С «дикой спесью» – это, пожалуй, излишне резко, с «остатками свободы» и «шведской провинцией» – пожалуй, что и сомнительно, но в целом не будем спорить: не похищал Петр у народа «национальное начало». Чтобы понять это, следует лишь заглянуть в книгу «О скудости и богатстве» современника Петра И. Посошкова, которого даже при всем желании нельзя отлепить от народа. Тот не только был сторонником Петра, но и шел в своих предложениях много далее.
Критикам петровских реформ полезно было бы ознакомиться и с другой книгой, тоже вышедшей в нашей серии, – «Политикой» Ю. Крижанича, написанной еще при отце Петра. Не только о Европе и России, не только об усилении армии, не только о промышленности и торговле идет там речь, но даже и о том, что считают выдумкой Петра, – о бородах и кафтанах. Хорват Крижанич, болевший за славян и Россию, считал русскую одежду едва ли не самой худшей.
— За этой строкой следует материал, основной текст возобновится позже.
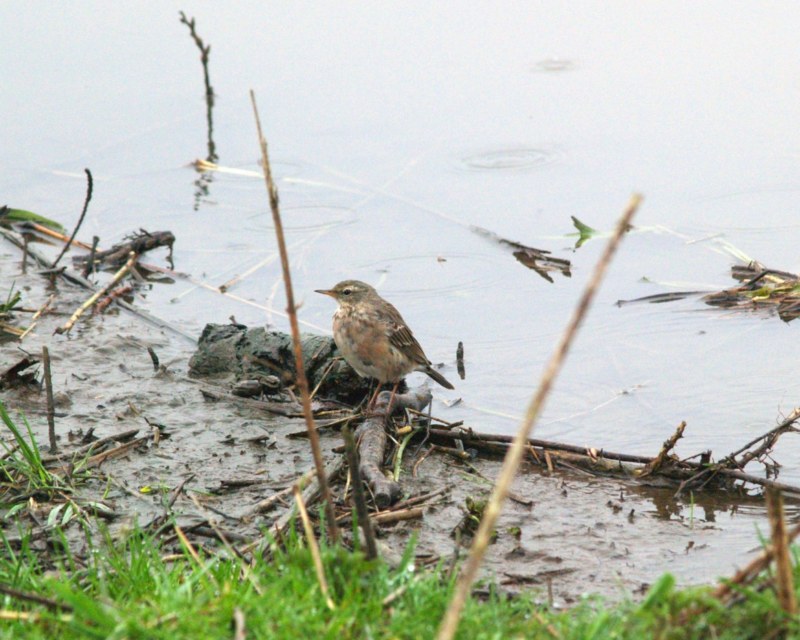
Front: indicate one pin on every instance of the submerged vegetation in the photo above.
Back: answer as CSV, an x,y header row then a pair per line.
x,y
132,589
145,584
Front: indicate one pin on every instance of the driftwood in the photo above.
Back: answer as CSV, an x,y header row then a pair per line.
x,y
372,442
137,243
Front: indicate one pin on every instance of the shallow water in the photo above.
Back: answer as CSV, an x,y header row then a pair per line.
x,y
394,131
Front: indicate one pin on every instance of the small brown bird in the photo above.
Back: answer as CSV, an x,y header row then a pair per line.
x,y
373,337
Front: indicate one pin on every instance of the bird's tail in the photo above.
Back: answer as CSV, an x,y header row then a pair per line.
x,y
438,377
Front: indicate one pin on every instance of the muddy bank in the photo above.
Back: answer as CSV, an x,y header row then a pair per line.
x,y
575,533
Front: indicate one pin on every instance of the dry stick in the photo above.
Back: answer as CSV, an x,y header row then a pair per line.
x,y
89,448
313,547
34,597
756,566
25,254
358,494
89,188
89,268
451,618
783,557
302,382
98,294
36,316
51,411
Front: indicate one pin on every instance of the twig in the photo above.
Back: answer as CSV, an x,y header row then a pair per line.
x,y
89,267
358,494
783,556
205,50
669,445
37,315
267,503
450,621
98,294
239,626
302,382
89,188
34,597
397,516
755,567
313,547
51,411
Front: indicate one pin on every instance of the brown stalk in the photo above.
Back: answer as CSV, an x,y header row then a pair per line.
x,y
313,547
291,309
511,462
86,201
358,494
752,570
51,411
783,556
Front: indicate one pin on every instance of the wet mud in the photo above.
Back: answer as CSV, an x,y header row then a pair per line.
x,y
566,533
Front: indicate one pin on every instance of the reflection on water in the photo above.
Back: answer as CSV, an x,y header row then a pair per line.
x,y
365,168
521,158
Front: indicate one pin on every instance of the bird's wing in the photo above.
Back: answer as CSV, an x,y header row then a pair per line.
x,y
401,337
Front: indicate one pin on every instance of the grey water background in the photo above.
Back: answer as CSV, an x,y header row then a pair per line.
x,y
394,129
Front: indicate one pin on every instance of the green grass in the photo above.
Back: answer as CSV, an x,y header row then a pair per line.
x,y
135,588
129,589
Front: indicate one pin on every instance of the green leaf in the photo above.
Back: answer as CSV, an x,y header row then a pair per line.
x,y
21,215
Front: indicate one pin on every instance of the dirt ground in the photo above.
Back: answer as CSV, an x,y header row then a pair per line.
x,y
570,533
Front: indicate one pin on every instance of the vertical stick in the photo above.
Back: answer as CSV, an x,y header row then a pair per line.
x,y
313,547
24,253
783,558
358,494
86,201
511,462
291,309
51,411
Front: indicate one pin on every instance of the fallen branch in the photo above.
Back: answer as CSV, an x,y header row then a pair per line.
x,y
372,442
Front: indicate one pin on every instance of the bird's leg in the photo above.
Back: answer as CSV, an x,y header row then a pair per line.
x,y
374,397
391,398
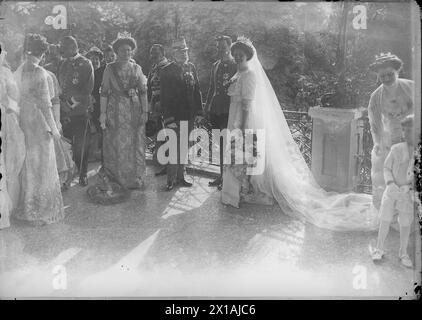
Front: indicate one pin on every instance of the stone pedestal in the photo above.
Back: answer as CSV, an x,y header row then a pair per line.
x,y
334,146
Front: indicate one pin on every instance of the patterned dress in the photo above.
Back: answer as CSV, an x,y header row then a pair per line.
x,y
124,136
41,199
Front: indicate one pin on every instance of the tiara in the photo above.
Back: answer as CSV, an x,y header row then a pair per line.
x,y
124,35
383,55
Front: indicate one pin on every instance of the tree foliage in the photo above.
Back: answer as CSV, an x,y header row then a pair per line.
x,y
298,43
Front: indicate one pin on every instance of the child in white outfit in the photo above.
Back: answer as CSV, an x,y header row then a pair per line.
x,y
398,196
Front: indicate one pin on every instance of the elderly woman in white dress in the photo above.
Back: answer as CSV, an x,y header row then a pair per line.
x,y
389,104
13,145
По его мнению, «мерзкий и непристойный вид волос, бороды и одежды», не способствуя «ни ловкости, ни свободе», делал русских людей более похожими «на лесных дикарей, чем на храбрых воинов». Сознавая, что здесь придется царю менять вековые привычки, Крижанич заранее готовит ему оправдание. «Если кто скажет, – говорит он, – что не подобает нарушать старых обычаев, то ему мы ответим: не годится сохранять и старых заблуждений!» Будто и не Алексею Михайловичу, а специально Петру написано!
* * *
Необыкновенный толчок, произведенный Петром, возможно, оказался чересчур сильным, болезненным, но произведенная Петром хирургическая операция была жизненно необходима, как операция во спасение государства! Спасти государство, спасти самобытность России можно было только укрепив ее, поставив ее в один ряд с технически самыми развитыми странами мира. Определившись с этой, основной, своей целью, Петр все подчинил ее достижению. И в этом смысле его неутомимое служение государству нельзя назвать иначе как подвигом, высочайшим образцом для всякой власти. Власть есть великий и бескорыстный труд служения родному Отечеству – вот один из главных его заветов!